In June of 2013, a young Cuban by the name of Yasiel Puig, made his debut with one of the most awe-inspiring performances in recent memory. A rocket arm, a monster bat and a passion that is infectious from the locker room to the upper decks, all of baseball was asking the same question – “where did Puig come from?”
If you’re not familiar with the made for Hollywood story, I implore you to check out the story of midnight rendezvous’, smugglers, Mexican gangs and lifetime contracts of future earnings.
Naturally, the next question is “why aren’t other teams doing this?”
To understand the why, you’ll have to understand the how and Carl Prine of Sports Illustrated did his homework to give us an even deeper look into the underground smuggling network Puig and many other major league players have been a part of. In Prine’s article, he says that SI was provided a “thick” dossier that was also provided to the FBI.
Before we get into the details of the story, 2015 should be a rather significant year for Dodger fans to remember because Andrew Friedman was hired in October of 2014 and for those of you who don’t remember, a number contracts of “significant members” of the international scouting department were not renewed.
SI’s Prine also shared a document the Dodgers front office put together (in excel of course), which shows the level of detail Friedman and his team were doing to clean house. The following screen shot was a calculator the front office developed to measure the “level of egregious behavior” on display in their Latin American department.
Let’s do a quick recap:
- 2012 (McCourt Era): Dodgers build up their international scouting department with VP of International Development Bob Engle and Patrick Guerrero amongst the hires.
- 2014 (Guggenheim Era): Dodgers hire Andrew Friedman
- 2015 (Guggenheim Era): Dodgers end contracts of significant members of international scouting department in August 2015 including Bob Engle and Patrick Guerrero.
- 2017 (Guggenheim Era): FBI and Sports Illustrated receive a dossier with photographs, contracts, videos, copies of visas, passports and other private communications.
Sources told SI that the probe began when a whistle-blowing MLB insider provided the FBI with information last year during spring training (2017). – SI.com, Carl Prine
Yahoo reported that a federal grand jury has started the process by issuing subpoenas to club officials and other personnel.

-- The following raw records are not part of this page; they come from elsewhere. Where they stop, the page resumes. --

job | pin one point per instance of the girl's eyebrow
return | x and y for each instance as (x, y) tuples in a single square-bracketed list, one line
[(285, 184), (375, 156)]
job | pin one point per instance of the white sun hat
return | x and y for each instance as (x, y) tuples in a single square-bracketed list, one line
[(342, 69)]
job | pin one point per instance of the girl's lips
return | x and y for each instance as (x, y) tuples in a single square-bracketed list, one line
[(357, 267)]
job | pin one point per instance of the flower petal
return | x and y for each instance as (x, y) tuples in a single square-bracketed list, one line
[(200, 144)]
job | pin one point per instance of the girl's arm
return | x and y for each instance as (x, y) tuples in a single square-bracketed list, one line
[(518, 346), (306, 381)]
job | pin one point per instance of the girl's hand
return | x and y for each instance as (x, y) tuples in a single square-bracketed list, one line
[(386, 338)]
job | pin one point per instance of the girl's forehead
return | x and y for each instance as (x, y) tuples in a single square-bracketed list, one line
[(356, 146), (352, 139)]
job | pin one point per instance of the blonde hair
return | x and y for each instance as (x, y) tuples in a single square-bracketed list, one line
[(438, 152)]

Phillies manager, Gabe Kapler, was the head of the Dodgers player development from 2015-2017, so his name has been mentioned in investigations.
It seems as if the Department of Justice is not commenting as the investigation continues, but this seems to be a story worth following well into the off-season.
What this means for the Dodgers is still unknown, but this level of corruption wouldn’t surprise me coming out of the Frank McCourt Era. It is also worth to note that the Braves and Red Sox are teams who have been recently penalized for similar accusations with a lifetime ban for their former GM, John Coppolella and the voiding of 13 Braves prospects representing the most severe punishment to date.